Going Virtual
My basic tips on teaching online:
- Flip the classroom so lectures are pre-recorded and treat the live sessions as discussion section
- Your recorded lectures should show your face even if you think it doesn’t add value, it does (just look at all the famous YouTubers)!
- You need to get students working first before they can breakout into different rooms otherwise they feel very lost and will happily not interact in their breakout rooms.
- Students should share their faces in breakout rooms
- The instructor(s) need to go around to different breakout rooms to check-in on people’s status
- I encourage live questions through the “chat” capabilities.
- I have quizzes/surveys between lectures to make sure students are keeping up. If they do not respond between classes, they lose the credit. My goals here are to encourage them to keep up with the lecture rather than to assses their knowledge so I’m okay if they discuss with peers.
Tools for recording lectures
Here is my open source setup:
- I use Seashore as my blackboard.
- I use Jupyter Notebooks on Firefox for my computing tasks.
- I did spend money on a Wacom tablet
- I did spend money on a Logitech G635 headset with a microphone which is pretty comfortable.
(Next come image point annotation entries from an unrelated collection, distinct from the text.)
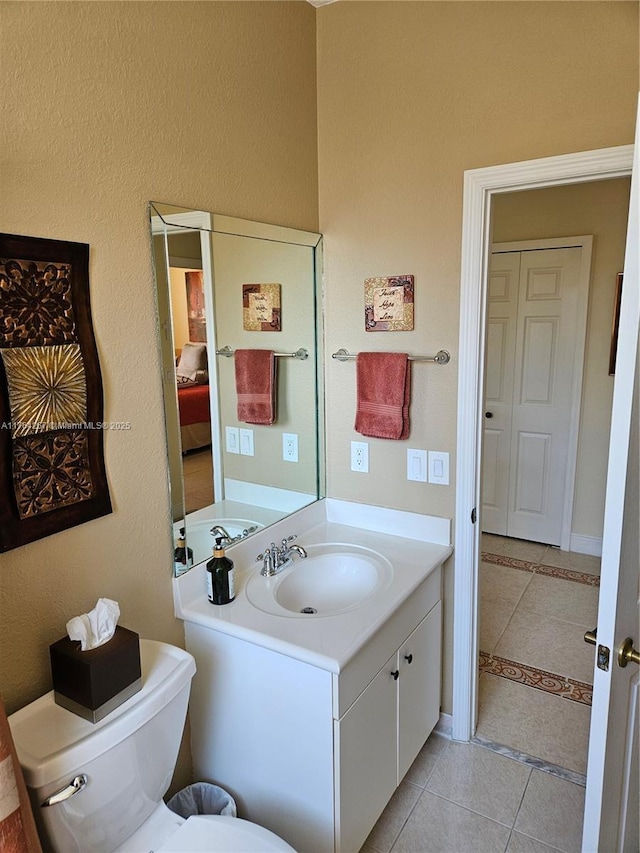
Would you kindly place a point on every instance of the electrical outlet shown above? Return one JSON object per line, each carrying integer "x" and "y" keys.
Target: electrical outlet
{"x": 439, "y": 467}
{"x": 246, "y": 442}
{"x": 233, "y": 439}
{"x": 289, "y": 447}
{"x": 360, "y": 456}
{"x": 417, "y": 465}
The prolonged pressure over your head can be quite annoying. A friend recommended against a super fancy mic because they can pick up very small vibrations from your floor (I live in NYC Chinatown).
- I used Open Broadcaster Software to make “live-stream-like” videos
to switch between different screens while keeping my face shown.
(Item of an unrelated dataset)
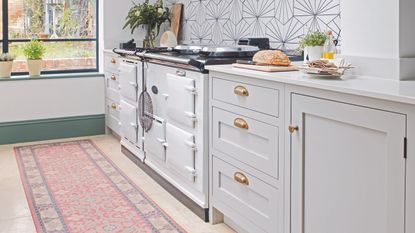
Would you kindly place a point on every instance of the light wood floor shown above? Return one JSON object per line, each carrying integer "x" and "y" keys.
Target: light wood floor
{"x": 15, "y": 214}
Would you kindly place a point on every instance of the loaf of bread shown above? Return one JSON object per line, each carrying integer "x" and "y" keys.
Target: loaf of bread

- Note, this is NOT a video editor so you’ll need another software if you want to speed-up, cut, add filters to the videos. I avoid this because making mistakes make you more human!
- I uploaded my videos on Vimeo because it has a reasonable free-version. Here’s an example lecture I’ve uploaded.
Designing the discussion
A lot more planning is necessary around the discussion
- The section should be at most 2 problems that can be broken into different steps.
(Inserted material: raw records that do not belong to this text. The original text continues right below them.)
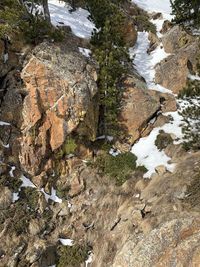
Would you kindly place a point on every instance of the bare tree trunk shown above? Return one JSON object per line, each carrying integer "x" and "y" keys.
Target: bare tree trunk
{"x": 46, "y": 10}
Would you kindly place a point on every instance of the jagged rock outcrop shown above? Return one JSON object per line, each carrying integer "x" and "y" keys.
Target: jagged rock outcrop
{"x": 138, "y": 107}
{"x": 172, "y": 72}
{"x": 60, "y": 87}
{"x": 176, "y": 38}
- The problems should be somewhat open-ended that requires some exploration from the students.
- I would try to “start” the problem with the entire class before going into breakout rooms.
- TAs and instructors should switch breakout rooms (3-4 students each) every 2 minutes so you don’t end up working on the problem.
- I recommend asking people to show their faces in the breakout room but not in the main lecture in case people’s slow internet become an issue.